Tinevez, J.-Y., Schulze, U., Salbreux, G., Roensch, J., Joanny, J.-F., & Paluch, E. (2009). Role of cortical tension in bleb growth. Proceedings of the National Academy of Sciences of the United States of America, 106(44), 18581-18586.


Cite as: https://hdl.handle.net/21.11116/0000-0001-0D74-F
Abstract
Blebs are spherical membrane protrusions often observed during cell migration, cell spreading, cytokinesis, and apoptosis, both in cultured cells and in vivo. Bleb expansion is thought to be driven by the contractile actomyosin cortex, which generates hydrostatic pressure in the cytoplasm and can thus drive herniations of the plasma membrane.
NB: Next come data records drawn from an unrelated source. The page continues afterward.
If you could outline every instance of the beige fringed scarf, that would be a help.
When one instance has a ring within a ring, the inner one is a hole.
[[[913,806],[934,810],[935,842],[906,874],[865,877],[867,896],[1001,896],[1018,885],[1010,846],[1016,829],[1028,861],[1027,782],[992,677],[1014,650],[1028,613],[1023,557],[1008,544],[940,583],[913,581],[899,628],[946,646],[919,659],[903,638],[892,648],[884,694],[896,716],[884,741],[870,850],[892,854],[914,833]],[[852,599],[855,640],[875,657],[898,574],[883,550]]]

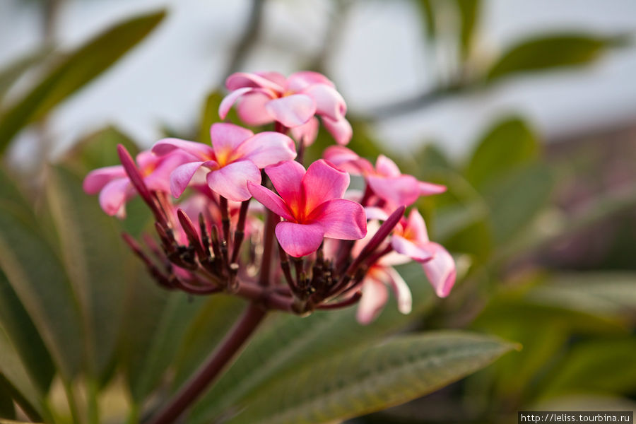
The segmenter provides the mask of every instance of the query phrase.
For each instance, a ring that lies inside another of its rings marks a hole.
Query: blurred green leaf
[[[589,64],[623,40],[620,37],[560,34],[524,40],[502,54],[490,68],[486,79],[492,81],[523,72]]]
[[[85,353],[75,293],[54,248],[23,217],[2,204],[0,267],[60,372],[70,379],[83,365]]]
[[[480,139],[466,170],[466,179],[478,188],[538,157],[536,136],[517,117],[500,120]]]
[[[141,404],[165,377],[205,298],[167,292],[145,276],[131,281],[122,348],[131,394]]]
[[[119,23],[61,61],[24,98],[0,117],[0,153],[25,125],[40,119],[58,103],[114,64],[163,19],[162,11]]]
[[[461,41],[461,55],[468,57],[476,27],[481,10],[481,0],[456,0],[461,22],[459,38]]]
[[[8,389],[8,384],[5,384],[0,377],[0,420],[3,418],[15,418],[16,408],[13,407],[13,399]]]
[[[0,325],[4,328],[33,384],[45,393],[55,368],[33,322],[0,270]]]
[[[0,69],[0,105],[1,105],[3,98],[4,98],[8,89],[11,88],[11,86],[25,72],[28,71],[29,68],[45,57],[49,51],[50,49],[44,48],[28,53]]]
[[[119,336],[126,283],[122,278],[124,250],[117,220],[102,211],[67,170],[49,170],[46,192],[81,311],[88,372],[103,375]]]
[[[636,273],[586,272],[560,273],[528,296],[533,302],[601,316],[636,311]]]
[[[63,164],[82,176],[94,169],[119,165],[118,144],[122,144],[133,158],[139,153],[130,137],[117,128],[108,126],[84,137],[64,155]]]
[[[468,333],[396,337],[311,364],[260,391],[230,423],[317,424],[357,416],[430,393],[512,348]]]
[[[0,380],[4,379],[4,385],[20,408],[33,420],[40,420],[42,416],[42,393],[33,385],[29,373],[20,359],[20,354],[11,343],[8,336],[0,326]]]
[[[548,204],[554,186],[550,169],[537,163],[519,167],[484,189],[497,245],[513,239]]]
[[[242,399],[257,394],[272,379],[293,374],[301,367],[355,346],[381,339],[412,322],[432,305],[432,290],[422,267],[412,263],[399,268],[410,283],[414,310],[411,315],[397,311],[389,301],[378,319],[362,326],[355,308],[317,312],[303,319],[277,315],[254,337],[235,364],[193,409],[193,423],[207,423],[223,411],[237,406]],[[229,412],[232,412],[230,411]]]
[[[247,303],[235,296],[214,295],[206,301],[201,312],[186,331],[174,360],[176,389],[203,363],[240,317]]]
[[[636,339],[600,338],[575,345],[555,365],[541,397],[598,393],[630,394],[636,390]]]

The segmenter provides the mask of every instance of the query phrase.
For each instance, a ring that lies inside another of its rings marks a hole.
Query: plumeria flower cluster
[[[384,155],[374,165],[345,147],[352,134],[346,105],[319,73],[238,73],[226,87],[222,119],[235,105],[246,124],[273,131],[219,122],[211,128],[211,144],[165,139],[136,160],[120,146],[121,165],[84,180],[109,215],[124,217],[137,194],[150,208],[158,243],[147,235],[143,242],[124,238],[161,286],[233,293],[298,314],[358,303],[358,319],[366,324],[387,301],[388,288],[399,310],[410,312],[408,285],[393,266],[414,260],[437,295],[448,295],[452,257],[429,240],[412,207],[445,187],[402,174]],[[337,145],[305,166],[317,117]],[[364,179],[363,193],[348,190],[351,175]]]

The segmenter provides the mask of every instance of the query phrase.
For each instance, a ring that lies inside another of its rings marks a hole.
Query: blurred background
[[[442,302],[427,297],[396,329],[470,329],[523,346],[441,391],[352,423],[633,411],[631,0],[0,0],[4,172],[30,199],[25,208],[52,208],[59,224],[49,163],[79,177],[114,164],[117,142],[147,148],[165,135],[206,142],[228,75],[300,69],[336,84],[353,124],[352,148],[384,153],[403,172],[449,187],[418,206],[432,240],[456,258],[457,288]],[[321,134],[312,151],[331,143]],[[84,201],[74,193],[69,208]],[[0,268],[11,281],[8,257]],[[4,286],[28,303],[13,282]],[[124,342],[112,338],[116,358]],[[153,372],[170,372],[184,352],[167,353]],[[105,387],[117,374],[108,369]],[[157,379],[146,382],[140,399]],[[50,379],[42,384],[51,396]],[[199,416],[214,416],[208,412]]]

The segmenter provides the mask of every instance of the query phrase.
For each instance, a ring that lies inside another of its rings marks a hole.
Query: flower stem
[[[237,356],[267,312],[251,302],[240,319],[179,393],[147,424],[169,424],[175,420],[211,384]]]

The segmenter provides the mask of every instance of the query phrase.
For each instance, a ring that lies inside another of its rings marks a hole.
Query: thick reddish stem
[[[259,305],[250,303],[218,348],[210,355],[194,376],[186,382],[175,398],[147,424],[174,423],[234,360],[266,315],[266,312]]]

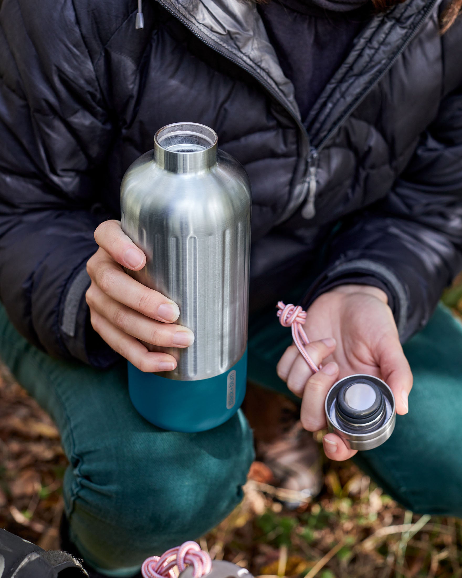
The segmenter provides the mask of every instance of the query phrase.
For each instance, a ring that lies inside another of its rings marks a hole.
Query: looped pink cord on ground
[[[143,562],[141,573],[144,578],[176,578],[173,569],[178,566],[182,572],[188,565],[194,568],[194,578],[208,574],[212,569],[210,557],[195,542],[170,548],[162,556],[151,556]]]
[[[307,337],[303,327],[307,320],[306,311],[304,311],[300,305],[297,305],[296,307],[292,303],[285,305],[282,301],[278,302],[277,307],[279,310],[277,316],[279,317],[280,323],[283,327],[292,328],[293,342],[297,346],[301,357],[310,366],[310,369],[315,373],[319,370],[319,369],[303,347],[304,345],[308,345],[310,343],[310,340]]]

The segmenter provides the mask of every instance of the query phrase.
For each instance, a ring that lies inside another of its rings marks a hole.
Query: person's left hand
[[[300,419],[306,429],[326,427],[327,392],[338,380],[355,373],[383,379],[393,392],[397,413],[407,413],[412,374],[387,301],[376,287],[344,285],[321,295],[309,307],[304,329],[311,342],[305,349],[316,365],[323,364],[322,369],[313,375],[293,344],[277,366],[280,377],[303,398]],[[334,433],[325,435],[323,443],[331,460],[348,460],[356,453]]]

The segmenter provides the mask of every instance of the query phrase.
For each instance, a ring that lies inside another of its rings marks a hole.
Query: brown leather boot
[[[248,384],[243,406],[254,430],[256,459],[273,474],[271,483],[316,496],[323,483],[319,444],[300,422],[300,407],[284,395]],[[300,502],[285,502],[296,507]]]

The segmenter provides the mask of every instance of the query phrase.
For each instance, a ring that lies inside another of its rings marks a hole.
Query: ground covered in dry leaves
[[[446,302],[462,311],[462,285]],[[45,549],[59,548],[66,460],[52,422],[7,372],[0,379],[0,527]],[[268,483],[255,462],[245,497],[200,540],[213,557],[264,578],[462,576],[462,521],[413,515],[352,463],[324,465],[311,502]],[[295,510],[283,502],[298,499]]]

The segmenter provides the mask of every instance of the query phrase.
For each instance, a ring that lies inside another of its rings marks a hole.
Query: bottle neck
[[[156,164],[172,173],[196,173],[217,162],[218,137],[211,128],[196,123],[176,123],[154,136]]]

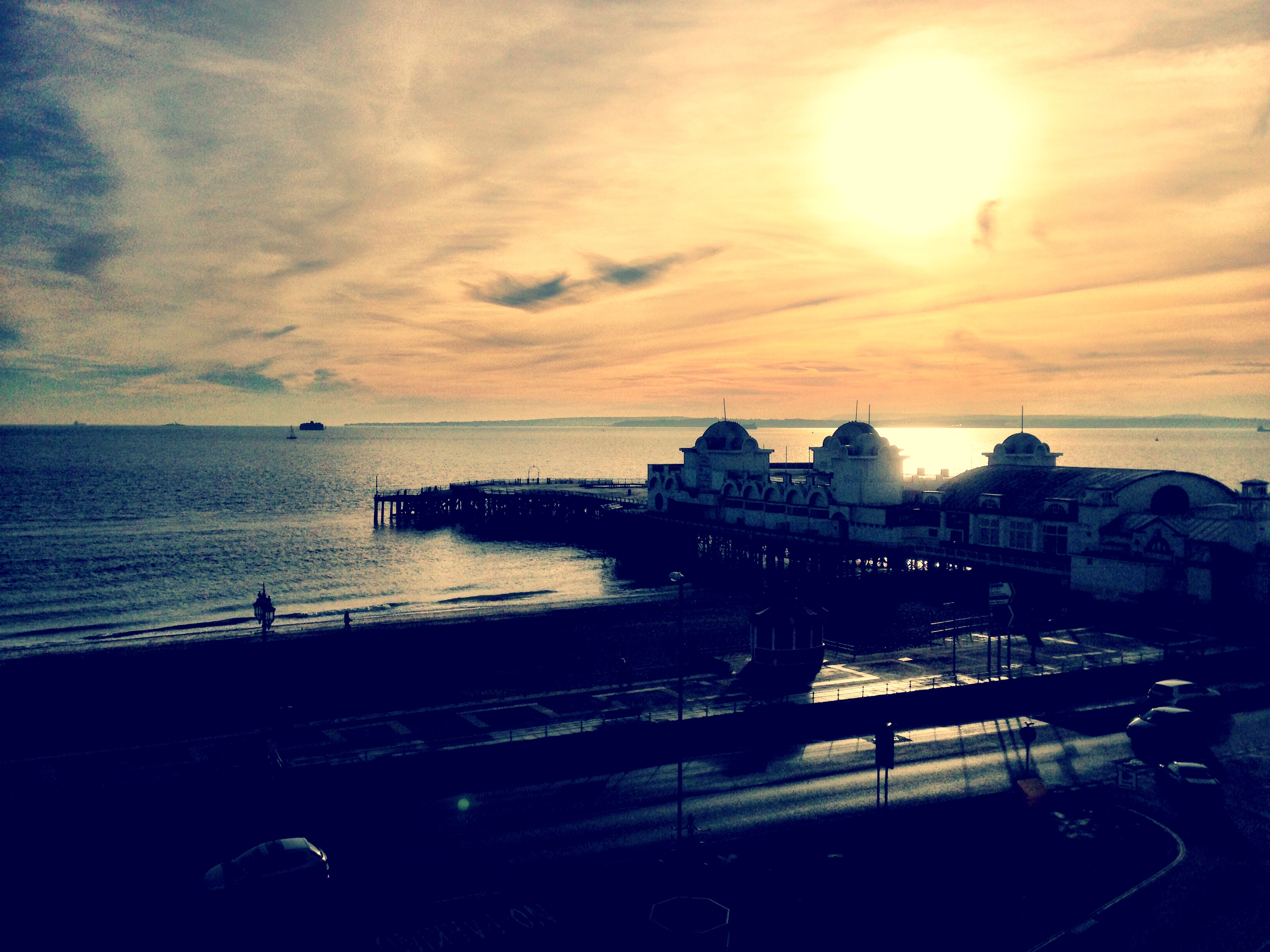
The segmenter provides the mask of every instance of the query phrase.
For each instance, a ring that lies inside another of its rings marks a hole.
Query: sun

However, the role of cortical tension in bleb formation has not been directly tested, and despite the importance of blebbing, little is known about the mechanisms of bleb growth. In order to explore the link between cortical tension and bleb expansion, we induced bleb formation on cells with different tensions. Blebs were nucleated in a controlled manner by laser ablation of the cortex, mimicking endogenous bleb nucleation. Cortical tension was modified by treatments affecting the level of myosin activity or proteins regulating actin turnover. We show that there is a critical tension below which blebs cannot expand. Above this threshold, the maximal size of a bleb strongly depends on tension, and this dependence can be fitted with a model of the cortex as an active elastic material. Together, our observations and model allow us to relate bleb shape parameters to the underlying cellular mechanics and provide insights as to how bleb formation can be biochemically regulated during cell motility.